Why: Quantifies the efficiency gains of the "GPU-First" architecture and justifies its use for large-scale data production.
Implementation: New benchmarks/ module with automated performance plotting.

3. "Chromophore" Educational Case (GFP) 🌈 (Medium-High Value / Medium Risk)

Concept: Specialized test case for a Green Fluorescent Protein (GFP) fragment, focusing on the Ser-Tyr-Gly cyclization.
Why: Adds coordination chemistry and post-translational modification (PTM) education.
Implementation: Extend cofactors.py or create special_chemistry.py to handle the unique SYG ring closure.

🔬 Section 1: Biophysical Realism

Goal: Generate structures that are indistinguishable from experimental data.

1. Explicit Solvent "Water Box" 💧

Concept: Simulate the protein in a box of explicit water molecules (TIP3P model) rather than implicit solvent.
Use Case: Capturing "water-bridging" interactions that stabilize specific conformations.
Risk: Medium. Increases minimization time significantly.

2. ✅ Macrocycle Design Lab (Cyclic Peptides)

Result: Implemented modeling for Oxytocin (disulfide) and Cyclosporine A (cyclic/D-amino).
Demo: hormone_lab.ipynb
Value: Macrocycles are at the forefront of drug discovery. An AI model that can design cyclic peptides needs a training set of realistic closed loops, which standard PDBs lack in sufficient quantity.

🤖 Section 2: AI Research Support

Goal: Provide data that trains better models (AlphaFold, RFDiffusion, etc.).

1. Co-Evolutionary Constraints (MSA) 🧬

Concept: Generate a family of sequences that imply a specific fold, simulating evolution.
Implementation: Enhance dataset.py to generate correlated mutations based on the contact map.

2. ✅ Full Orientogram Factory (\(\omega, \theta, \phi\) angles)

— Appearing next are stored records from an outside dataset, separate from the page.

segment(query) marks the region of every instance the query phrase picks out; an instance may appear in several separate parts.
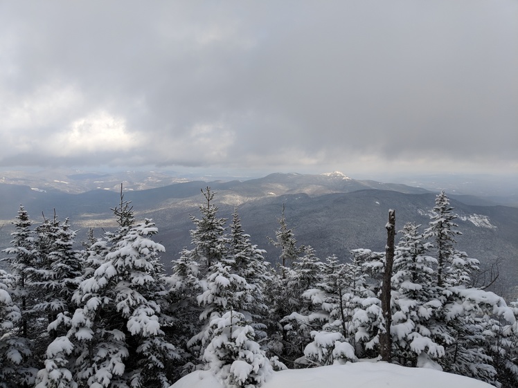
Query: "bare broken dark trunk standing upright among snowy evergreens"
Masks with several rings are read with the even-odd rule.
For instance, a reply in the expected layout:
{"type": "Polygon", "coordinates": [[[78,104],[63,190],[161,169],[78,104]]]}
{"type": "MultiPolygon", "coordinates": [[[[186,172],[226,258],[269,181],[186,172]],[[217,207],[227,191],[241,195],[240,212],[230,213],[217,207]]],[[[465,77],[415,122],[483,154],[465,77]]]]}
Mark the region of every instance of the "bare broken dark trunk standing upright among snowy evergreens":
{"type": "Polygon", "coordinates": [[[386,247],[385,247],[385,272],[382,283],[382,312],[384,320],[384,330],[379,334],[379,355],[382,360],[391,362],[392,358],[392,337],[391,337],[391,277],[394,264],[394,240],[395,240],[395,210],[388,210],[388,222],[386,228],[386,247]]]}

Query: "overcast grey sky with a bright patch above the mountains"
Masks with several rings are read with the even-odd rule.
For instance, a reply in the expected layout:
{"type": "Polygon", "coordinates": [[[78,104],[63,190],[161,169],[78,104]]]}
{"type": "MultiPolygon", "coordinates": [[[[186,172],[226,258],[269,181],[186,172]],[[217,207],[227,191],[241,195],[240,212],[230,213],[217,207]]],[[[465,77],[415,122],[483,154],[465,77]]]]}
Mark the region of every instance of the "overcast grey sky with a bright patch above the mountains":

Result: Implemented vectorized 6D inter-residue orientations with virtual GLY \(C\beta\) support.
Demo: orientogram_lab.ipynb

3. ✅ Bulk Dataset Factory (NPZ Pipeline)

Result: Implemented high-performance NPZ export and PyTorch integration.
Demo: dataset_factory.ipynb

Result: Integrated synchronized structural generation with synthetic NMR observables.
Demo: neural_nmr_pipeline.ipynb
Value: Demonstrates how synth-pdb can train models to predict experimental observables (like NMR shifts) directly from sequence or 3D geometry.

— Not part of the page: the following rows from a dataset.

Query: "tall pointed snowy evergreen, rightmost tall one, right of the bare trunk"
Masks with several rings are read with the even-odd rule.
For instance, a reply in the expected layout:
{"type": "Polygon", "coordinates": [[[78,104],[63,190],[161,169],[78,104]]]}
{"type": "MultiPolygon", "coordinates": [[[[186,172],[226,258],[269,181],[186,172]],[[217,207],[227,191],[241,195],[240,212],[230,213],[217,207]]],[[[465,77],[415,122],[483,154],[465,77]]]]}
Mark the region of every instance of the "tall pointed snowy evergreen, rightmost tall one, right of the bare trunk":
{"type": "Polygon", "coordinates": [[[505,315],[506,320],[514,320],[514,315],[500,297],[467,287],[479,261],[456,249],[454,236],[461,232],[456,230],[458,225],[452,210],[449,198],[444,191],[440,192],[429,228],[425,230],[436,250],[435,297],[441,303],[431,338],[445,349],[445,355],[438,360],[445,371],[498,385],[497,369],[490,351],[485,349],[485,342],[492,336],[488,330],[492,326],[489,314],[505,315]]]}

5. 📉 Torsion Angle Drift & Distribution Analysis

Objective: Statistically analyze how adding "Drift" to Ramachandran angles affects the overall fold and the radius of gyration.
Key Features: --drift, dihedral_backbone, and BatchedGenerator.
Value: Useful for researchers testing the robustness of their GNNs (Graph Neural Networks) to small backbone perturbations.

📉 Long-Term / High Risk

Protein-Protein Docking: Complex multi-chain physics.
Metadynamics Simulation: Better suited for dedicated MD engines.
Fragment Assembly (Rosetta-style): Massive database dependencies.